Sin olvidar el discurso que propone debatir epistemológicamente sobre la naturaleza del saber jurídico, en tanto constituye o no una verdadera ciencia, llevan la razón quienes sostienen que, sin perjuicio de salvar esta disputa, el Derecho es en sí un modo de conocer, delimitando su objeto y métodos; de manera tal de permitirnos hablar cuanto menos de un saber racional.

Así las cosas, y entendiendo que estas características -en general- permiten que designemos científicamente a nuestro estudio, queda claro que el horizonte principal en la investigación del objeto del derecho es pues su finalidad, idéntico al de cualquier forma de conocimiento sistematizado: hacer saber lo que se sabe. Enseñar lo aprehendido, demostrándolo o aplicándolo.

Para nuestro caso, tanto la demostración como la aplicación se llevan adelante por medio de la palabra; el as bajo la manga de todo buen abogado. Es en la palabra donde iniciamos la investigación, buscando en el texto legal la interpretación que de sentido al espíritu legislativo, luego la traducimos en la hipótesis abstracta, proponiendo los límites que en cada caso aquel texto pretende abarcar, continúa la palabra luego verificándose en la situación concreta que es discutida en el caso real sometido a decisión por la judicatura. En fin, con la palabra, en todo momento los actores de cada etapa, decimos el derecho.

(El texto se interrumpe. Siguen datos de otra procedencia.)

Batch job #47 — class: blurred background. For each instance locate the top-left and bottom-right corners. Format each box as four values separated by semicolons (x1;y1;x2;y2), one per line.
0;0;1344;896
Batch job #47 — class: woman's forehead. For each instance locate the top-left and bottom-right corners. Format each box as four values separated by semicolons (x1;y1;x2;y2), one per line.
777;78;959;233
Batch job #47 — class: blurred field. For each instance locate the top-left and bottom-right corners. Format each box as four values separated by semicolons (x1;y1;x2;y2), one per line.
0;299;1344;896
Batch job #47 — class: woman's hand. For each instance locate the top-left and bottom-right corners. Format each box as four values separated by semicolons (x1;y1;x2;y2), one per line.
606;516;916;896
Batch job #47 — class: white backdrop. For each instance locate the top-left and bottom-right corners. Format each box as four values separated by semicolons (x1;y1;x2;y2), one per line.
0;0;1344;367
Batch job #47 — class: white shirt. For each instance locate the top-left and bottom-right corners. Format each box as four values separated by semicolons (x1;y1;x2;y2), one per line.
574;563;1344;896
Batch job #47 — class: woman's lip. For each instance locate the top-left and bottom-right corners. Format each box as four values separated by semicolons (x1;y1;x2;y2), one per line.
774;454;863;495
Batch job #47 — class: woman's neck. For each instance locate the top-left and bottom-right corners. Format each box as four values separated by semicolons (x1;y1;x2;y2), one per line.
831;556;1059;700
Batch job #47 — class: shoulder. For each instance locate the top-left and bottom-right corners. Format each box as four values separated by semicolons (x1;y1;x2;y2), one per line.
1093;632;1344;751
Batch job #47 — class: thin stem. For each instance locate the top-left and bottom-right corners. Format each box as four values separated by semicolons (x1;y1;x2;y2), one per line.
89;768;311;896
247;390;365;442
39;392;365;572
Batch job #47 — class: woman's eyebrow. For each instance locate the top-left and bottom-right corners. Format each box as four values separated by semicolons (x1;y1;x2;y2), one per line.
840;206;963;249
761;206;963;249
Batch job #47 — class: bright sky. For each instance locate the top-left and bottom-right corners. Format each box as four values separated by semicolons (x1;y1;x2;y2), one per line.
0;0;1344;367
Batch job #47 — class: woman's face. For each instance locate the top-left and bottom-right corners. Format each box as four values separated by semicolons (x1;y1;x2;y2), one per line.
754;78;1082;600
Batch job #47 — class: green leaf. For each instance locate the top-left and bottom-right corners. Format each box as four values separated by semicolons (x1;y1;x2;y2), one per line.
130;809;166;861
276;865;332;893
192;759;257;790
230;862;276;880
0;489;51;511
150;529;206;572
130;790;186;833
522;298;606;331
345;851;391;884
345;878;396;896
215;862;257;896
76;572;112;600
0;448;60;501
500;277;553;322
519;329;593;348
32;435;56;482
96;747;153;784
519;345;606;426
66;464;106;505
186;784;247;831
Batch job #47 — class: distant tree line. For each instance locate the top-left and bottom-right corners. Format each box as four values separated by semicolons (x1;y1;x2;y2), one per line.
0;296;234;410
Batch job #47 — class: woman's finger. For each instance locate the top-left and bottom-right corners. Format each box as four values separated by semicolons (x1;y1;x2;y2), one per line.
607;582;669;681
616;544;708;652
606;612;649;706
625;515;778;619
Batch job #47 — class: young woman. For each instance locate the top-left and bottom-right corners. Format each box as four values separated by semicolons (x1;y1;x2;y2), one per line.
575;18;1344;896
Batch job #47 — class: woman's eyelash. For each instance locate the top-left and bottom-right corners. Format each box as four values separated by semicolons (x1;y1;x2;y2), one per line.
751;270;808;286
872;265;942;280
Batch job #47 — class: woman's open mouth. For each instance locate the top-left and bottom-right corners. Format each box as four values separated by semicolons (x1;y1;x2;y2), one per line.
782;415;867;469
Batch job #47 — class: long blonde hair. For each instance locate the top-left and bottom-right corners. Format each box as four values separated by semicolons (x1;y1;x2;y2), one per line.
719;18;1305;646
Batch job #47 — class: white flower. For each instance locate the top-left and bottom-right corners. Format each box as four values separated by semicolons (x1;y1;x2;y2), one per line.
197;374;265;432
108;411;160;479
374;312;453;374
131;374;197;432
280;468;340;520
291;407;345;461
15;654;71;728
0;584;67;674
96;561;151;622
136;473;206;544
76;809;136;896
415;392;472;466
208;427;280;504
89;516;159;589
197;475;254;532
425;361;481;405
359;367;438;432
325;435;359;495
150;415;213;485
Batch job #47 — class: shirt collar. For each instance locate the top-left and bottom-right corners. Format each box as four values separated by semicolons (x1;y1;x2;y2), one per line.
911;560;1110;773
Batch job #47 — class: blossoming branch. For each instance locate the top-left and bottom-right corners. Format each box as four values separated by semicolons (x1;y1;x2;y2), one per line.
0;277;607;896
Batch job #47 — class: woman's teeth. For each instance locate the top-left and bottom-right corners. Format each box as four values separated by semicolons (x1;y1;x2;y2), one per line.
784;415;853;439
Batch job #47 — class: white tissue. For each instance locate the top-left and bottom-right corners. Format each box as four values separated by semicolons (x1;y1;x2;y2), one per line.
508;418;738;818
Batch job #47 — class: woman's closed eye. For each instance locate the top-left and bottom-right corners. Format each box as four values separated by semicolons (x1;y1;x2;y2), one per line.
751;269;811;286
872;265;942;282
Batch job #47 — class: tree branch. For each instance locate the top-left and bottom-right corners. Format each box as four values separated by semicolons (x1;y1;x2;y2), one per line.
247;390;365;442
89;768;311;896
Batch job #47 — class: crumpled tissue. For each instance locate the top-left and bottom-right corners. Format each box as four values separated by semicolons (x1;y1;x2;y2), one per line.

Y la palabra ha sido históricamente transmitida mediante las maneras que el hombre tenía a su alcance: la oralidad, la tinta, la imprenta y hoy, la transferencia electrónica.

Entonces parece casi absurdo que la transmisión del conocimiento científico-jurídico quede fuera de tamaña revolución social. Es que la Internet se ha convertido para una inmensa mayoría de las personas, en el medio ordinario de comunicación diaria; permite hablar, ver, escuchar, comprar, vender, promocionar, entretener, educar, opinar (y otras cosas non santas también) y afortunadamente, divulgar.

Y la divulgación del saber jurídico se adapta a la tecnología, que de alguna manera le permite incluso impulsar el desarrollo del conocimiento, más allá de los profesionales del derecho pues también llega, asequible; a la comunidad toda en el lenguaje sencillo del entendimiento cotidiano.

Desde el Nordeste argentino pretendemos formar con la publicación de este portal, un ámbito apropiado y común, que permita mejorar día a día la calidad académica de los operadores jurídicos, que colabore con el fomento y desarrollo del debate dogmático y jusfilosófico, que promueva la educación de la comunidad logrando un mayor grado de cultura cívica; y por fin, cometer el fatal destino de toda ciencia: transmitir sus conocimientos.